The Clearwater Applebee’s, which poetically looks out on U.S. 19 and shares a parking lot with a Home Depot, was packed. Wall to wall on a Monday! Did they all have the Date Night Pass? It was so busy that a couple stole our seat, claiming to be us when the host called our name. Before you ask, they did not have the same name. This was Applebee’s subterfuge.
Surrounded by “2-for-1 ALL DAY EVERY DAY” banners hanging from the drop ceiling, I told my spouse that sitting at work boosts risk of early death by 16%. I told him that I got preoccupied with death in the park. I told him that, on the bright side, I saw owls.
“Isn’t that the park where the owls were poisoned?” he said.
The host took us to seats in the bar. “There’s a Monday burger special,” she explained.
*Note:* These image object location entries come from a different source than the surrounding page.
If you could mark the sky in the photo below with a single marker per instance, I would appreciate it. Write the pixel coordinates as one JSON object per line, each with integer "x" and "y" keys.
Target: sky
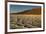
{"x": 20, "y": 8}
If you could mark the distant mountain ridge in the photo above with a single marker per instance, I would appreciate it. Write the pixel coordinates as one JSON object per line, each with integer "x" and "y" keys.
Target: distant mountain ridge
{"x": 33, "y": 11}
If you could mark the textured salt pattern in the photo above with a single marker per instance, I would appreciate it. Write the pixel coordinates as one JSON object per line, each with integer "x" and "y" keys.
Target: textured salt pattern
{"x": 25, "y": 21}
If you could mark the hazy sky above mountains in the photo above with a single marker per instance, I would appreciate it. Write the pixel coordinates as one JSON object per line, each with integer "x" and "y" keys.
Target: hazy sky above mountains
{"x": 20, "y": 8}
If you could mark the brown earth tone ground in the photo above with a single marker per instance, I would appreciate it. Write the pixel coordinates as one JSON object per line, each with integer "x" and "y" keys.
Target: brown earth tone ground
{"x": 25, "y": 21}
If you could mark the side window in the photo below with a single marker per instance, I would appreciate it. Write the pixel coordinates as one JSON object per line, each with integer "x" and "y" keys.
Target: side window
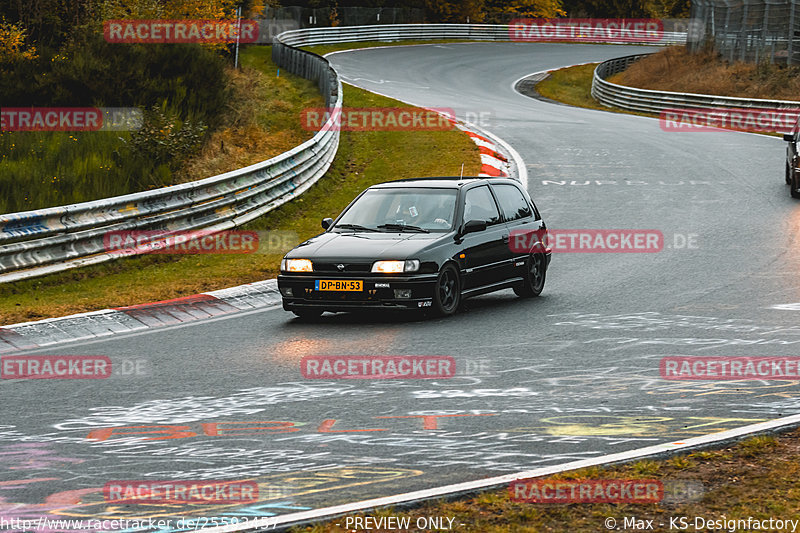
{"x": 513, "y": 203}
{"x": 479, "y": 205}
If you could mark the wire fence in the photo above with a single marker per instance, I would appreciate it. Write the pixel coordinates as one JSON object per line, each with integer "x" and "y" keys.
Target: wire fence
{"x": 748, "y": 30}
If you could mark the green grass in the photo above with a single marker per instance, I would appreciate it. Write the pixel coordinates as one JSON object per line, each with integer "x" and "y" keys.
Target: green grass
{"x": 363, "y": 159}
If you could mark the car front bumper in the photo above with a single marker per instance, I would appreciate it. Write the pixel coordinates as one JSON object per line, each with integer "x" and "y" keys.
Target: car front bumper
{"x": 297, "y": 292}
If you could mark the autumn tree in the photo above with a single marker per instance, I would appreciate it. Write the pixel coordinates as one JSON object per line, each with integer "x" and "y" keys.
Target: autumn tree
{"x": 13, "y": 47}
{"x": 503, "y": 11}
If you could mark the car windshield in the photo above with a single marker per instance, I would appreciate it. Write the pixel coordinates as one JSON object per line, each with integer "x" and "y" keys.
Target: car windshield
{"x": 417, "y": 210}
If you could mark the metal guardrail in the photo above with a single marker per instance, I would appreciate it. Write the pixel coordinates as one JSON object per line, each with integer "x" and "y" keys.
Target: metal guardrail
{"x": 649, "y": 101}
{"x": 44, "y": 241}
{"x": 405, "y": 32}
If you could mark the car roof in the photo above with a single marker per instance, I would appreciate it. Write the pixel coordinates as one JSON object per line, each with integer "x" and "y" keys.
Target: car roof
{"x": 443, "y": 182}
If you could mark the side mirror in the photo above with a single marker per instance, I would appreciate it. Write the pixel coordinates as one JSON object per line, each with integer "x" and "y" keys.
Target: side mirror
{"x": 474, "y": 226}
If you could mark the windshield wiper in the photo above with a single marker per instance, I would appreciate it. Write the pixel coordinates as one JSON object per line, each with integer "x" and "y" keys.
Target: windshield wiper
{"x": 356, "y": 227}
{"x": 403, "y": 227}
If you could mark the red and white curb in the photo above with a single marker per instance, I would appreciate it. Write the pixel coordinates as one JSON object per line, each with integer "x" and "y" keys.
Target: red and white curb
{"x": 119, "y": 320}
{"x": 471, "y": 487}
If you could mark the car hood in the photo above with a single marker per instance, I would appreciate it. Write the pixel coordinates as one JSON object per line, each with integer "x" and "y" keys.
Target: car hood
{"x": 365, "y": 246}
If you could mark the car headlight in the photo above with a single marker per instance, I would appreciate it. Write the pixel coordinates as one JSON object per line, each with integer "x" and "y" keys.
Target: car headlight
{"x": 296, "y": 265}
{"x": 395, "y": 267}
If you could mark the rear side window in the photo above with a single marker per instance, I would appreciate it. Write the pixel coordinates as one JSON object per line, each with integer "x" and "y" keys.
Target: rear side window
{"x": 480, "y": 205}
{"x": 512, "y": 202}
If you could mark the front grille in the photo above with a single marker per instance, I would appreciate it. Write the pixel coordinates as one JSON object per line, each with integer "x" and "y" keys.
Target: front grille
{"x": 348, "y": 267}
{"x": 360, "y": 296}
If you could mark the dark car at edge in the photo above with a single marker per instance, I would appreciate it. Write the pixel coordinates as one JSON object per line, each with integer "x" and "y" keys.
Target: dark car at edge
{"x": 423, "y": 244}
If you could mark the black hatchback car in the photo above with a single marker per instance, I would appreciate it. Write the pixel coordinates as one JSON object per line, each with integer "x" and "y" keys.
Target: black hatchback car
{"x": 421, "y": 244}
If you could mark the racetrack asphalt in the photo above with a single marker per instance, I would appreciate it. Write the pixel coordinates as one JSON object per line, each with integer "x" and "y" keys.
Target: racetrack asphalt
{"x": 572, "y": 374}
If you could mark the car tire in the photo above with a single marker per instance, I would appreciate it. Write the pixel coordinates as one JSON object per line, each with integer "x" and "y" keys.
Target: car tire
{"x": 535, "y": 274}
{"x": 447, "y": 292}
{"x": 307, "y": 313}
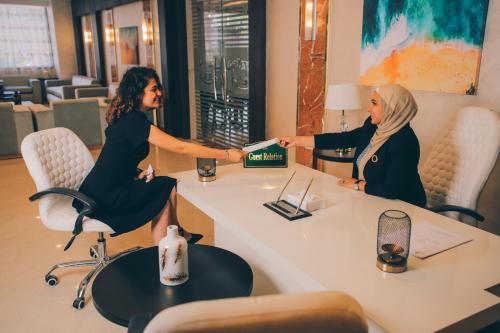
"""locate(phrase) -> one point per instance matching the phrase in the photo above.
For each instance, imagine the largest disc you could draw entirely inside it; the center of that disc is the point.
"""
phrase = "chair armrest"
(453, 208)
(56, 83)
(89, 206)
(32, 81)
(87, 201)
(138, 323)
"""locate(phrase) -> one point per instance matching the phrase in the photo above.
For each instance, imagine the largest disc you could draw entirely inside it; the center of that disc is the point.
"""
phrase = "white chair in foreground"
(318, 312)
(58, 161)
(460, 162)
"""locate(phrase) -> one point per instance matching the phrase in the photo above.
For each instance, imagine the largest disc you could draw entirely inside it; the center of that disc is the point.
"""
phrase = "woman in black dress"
(126, 199)
(387, 149)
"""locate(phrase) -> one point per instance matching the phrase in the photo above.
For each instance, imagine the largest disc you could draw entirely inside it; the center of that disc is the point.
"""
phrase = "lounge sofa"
(15, 124)
(30, 89)
(82, 116)
(65, 89)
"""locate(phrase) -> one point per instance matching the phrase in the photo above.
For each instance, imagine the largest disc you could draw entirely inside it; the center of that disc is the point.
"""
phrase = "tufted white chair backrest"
(56, 157)
(462, 158)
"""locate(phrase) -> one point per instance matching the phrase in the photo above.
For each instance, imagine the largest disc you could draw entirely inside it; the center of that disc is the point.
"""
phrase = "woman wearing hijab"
(387, 149)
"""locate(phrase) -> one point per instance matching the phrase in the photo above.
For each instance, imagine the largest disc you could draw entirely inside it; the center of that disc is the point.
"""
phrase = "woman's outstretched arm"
(170, 143)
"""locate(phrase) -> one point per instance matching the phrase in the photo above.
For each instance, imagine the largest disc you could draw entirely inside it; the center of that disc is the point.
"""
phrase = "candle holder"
(393, 241)
(206, 169)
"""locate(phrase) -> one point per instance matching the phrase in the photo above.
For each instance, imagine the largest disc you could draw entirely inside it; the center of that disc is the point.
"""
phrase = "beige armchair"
(318, 312)
(30, 89)
(91, 92)
(65, 89)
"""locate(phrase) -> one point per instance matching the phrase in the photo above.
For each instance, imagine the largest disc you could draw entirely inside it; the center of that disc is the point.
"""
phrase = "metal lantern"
(393, 241)
(206, 169)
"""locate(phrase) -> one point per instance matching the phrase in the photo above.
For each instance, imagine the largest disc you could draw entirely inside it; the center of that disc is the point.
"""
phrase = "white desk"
(335, 249)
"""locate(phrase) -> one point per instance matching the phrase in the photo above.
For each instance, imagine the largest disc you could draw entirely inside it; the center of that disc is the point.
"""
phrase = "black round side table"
(333, 155)
(130, 285)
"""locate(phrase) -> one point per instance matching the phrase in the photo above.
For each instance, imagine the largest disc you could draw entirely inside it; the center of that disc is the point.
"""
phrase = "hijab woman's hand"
(235, 155)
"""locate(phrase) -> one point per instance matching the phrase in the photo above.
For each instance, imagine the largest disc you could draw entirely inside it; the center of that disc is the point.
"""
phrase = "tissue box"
(311, 202)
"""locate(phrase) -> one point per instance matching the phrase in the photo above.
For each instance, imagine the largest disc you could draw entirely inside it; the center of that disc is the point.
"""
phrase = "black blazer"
(392, 172)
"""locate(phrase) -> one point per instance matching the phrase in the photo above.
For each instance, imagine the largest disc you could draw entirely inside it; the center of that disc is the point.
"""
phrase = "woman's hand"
(349, 182)
(235, 155)
(300, 141)
(287, 141)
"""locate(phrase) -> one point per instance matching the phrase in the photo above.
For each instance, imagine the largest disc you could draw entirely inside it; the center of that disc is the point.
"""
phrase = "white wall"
(435, 109)
(344, 39)
(282, 68)
(64, 49)
(128, 16)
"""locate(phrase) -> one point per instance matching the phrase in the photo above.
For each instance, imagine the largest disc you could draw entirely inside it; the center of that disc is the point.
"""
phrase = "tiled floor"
(28, 250)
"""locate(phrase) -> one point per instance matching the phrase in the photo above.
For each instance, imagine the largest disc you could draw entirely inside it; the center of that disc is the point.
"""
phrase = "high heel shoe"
(194, 237)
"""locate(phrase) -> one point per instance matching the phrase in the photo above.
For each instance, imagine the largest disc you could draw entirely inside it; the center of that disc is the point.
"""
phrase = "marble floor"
(27, 303)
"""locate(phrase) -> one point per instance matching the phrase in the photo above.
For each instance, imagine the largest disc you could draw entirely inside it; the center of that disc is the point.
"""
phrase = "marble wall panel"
(311, 85)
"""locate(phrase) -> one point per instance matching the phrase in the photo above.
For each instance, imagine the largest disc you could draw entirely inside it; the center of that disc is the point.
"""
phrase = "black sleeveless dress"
(125, 203)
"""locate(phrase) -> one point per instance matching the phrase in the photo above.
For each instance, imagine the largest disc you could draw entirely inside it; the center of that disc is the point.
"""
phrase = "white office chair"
(58, 161)
(319, 312)
(460, 162)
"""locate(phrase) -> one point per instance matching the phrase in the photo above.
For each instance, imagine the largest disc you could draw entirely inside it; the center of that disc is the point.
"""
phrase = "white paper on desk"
(428, 239)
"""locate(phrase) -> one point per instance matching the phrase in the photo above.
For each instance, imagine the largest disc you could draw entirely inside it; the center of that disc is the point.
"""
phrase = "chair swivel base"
(101, 260)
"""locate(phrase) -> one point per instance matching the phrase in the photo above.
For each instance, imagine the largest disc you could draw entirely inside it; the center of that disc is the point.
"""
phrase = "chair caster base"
(79, 303)
(51, 280)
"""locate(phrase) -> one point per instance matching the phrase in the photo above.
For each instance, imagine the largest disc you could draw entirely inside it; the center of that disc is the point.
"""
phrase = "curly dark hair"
(130, 92)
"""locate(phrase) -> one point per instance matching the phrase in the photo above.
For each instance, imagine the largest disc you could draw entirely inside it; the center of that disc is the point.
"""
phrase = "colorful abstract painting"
(430, 45)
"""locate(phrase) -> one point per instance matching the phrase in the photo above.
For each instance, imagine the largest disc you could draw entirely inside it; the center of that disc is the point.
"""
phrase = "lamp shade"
(343, 96)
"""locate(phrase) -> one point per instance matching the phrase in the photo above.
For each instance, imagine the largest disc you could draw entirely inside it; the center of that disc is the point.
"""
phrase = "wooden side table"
(43, 117)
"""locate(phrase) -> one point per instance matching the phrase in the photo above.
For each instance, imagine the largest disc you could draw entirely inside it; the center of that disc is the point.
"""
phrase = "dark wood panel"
(257, 70)
(173, 50)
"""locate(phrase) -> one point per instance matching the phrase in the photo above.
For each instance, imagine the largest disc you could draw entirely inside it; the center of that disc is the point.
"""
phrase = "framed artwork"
(432, 45)
(129, 46)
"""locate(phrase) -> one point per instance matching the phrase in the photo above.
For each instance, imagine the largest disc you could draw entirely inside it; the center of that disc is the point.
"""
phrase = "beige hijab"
(398, 107)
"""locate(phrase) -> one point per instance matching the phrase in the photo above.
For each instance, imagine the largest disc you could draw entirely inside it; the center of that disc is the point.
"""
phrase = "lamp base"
(206, 179)
(391, 268)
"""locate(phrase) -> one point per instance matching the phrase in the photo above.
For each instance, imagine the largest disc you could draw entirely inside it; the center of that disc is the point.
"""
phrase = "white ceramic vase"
(173, 258)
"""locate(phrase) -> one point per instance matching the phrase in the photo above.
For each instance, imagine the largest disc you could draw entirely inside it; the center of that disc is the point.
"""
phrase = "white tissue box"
(311, 202)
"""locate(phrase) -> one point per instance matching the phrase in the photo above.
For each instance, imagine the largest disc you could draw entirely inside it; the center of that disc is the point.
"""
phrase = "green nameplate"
(270, 157)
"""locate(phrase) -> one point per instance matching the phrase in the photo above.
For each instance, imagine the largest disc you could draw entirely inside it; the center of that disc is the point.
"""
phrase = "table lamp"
(344, 96)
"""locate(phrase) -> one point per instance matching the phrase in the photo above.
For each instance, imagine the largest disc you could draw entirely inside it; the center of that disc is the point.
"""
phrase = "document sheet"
(428, 239)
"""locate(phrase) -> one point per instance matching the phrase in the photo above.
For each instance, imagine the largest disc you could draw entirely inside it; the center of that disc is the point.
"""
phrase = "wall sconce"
(87, 36)
(110, 34)
(310, 20)
(147, 31)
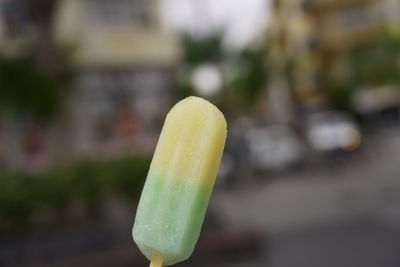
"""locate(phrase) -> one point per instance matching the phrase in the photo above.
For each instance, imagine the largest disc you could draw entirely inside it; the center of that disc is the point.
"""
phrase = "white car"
(273, 148)
(332, 131)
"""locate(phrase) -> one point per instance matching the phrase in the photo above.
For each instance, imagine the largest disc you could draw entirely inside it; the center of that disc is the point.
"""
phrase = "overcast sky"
(243, 20)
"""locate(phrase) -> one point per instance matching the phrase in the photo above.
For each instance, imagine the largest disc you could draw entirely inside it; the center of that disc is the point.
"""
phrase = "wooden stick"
(156, 263)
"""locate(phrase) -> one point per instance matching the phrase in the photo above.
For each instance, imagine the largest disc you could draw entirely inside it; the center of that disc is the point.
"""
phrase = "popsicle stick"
(156, 263)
Her eyes had seen so much.
Imagine a movie moment where reality clicks. I looked around, and every table stood littered with $6.99 burgers and bottomless fries. Customers double-fisted pinot grigio and downed unnaturally blue potables. Everyone sang happy birthday to the bartender, who sawed off big globs of sheet cake. Cher warbled from on high, “Do you believe in life after love?”
It’s hard to dwell on death when everyone is unapologetically Eatin’ Good in the Neighborhood. We ordered the bargain burgers and a themed margarita from the “Breaking Bad” guys. My dour mood faded, drowned by the din of clanking plates and easy listening. Maybe I was dying 16% faster with my backside on the banquette, but the bill for a life-affirming burger in a room of plotting elders was less than $30.
Two days later, we had a work contest. I won an award for writing about my dad’s death. I guess that’s the reason I’ve been preoccupied with finality. Why I’m a tad depressed, why bad news leaps off the page and grabs my throat. All of this goes away, the walks and the cats and the owls and the cocktails and the birthday songs and the people you love. Impermanence has crystallized in a way that it hadn’t a few months ago.
The win made me eligible for Applebee’s bucks. I waited for my name to be plucked out of a bowl, to graciously accept my 860 calories of mozzarella sticks with ranch in exchange for an essay about death. What a tidy bow that would be. Alas, no seamless ending came.
It’s alright, though. Stomaching life’s darker days is a practice that takes patience. It takes long, gloomy walks. Sometimes, it takes responsibility for one’s own chicken tenders. As a consolation prize, I entered myself in a drawing for a chance to buy one of 1,000 additional Applebee’s Date Night Passes. For a limited time only.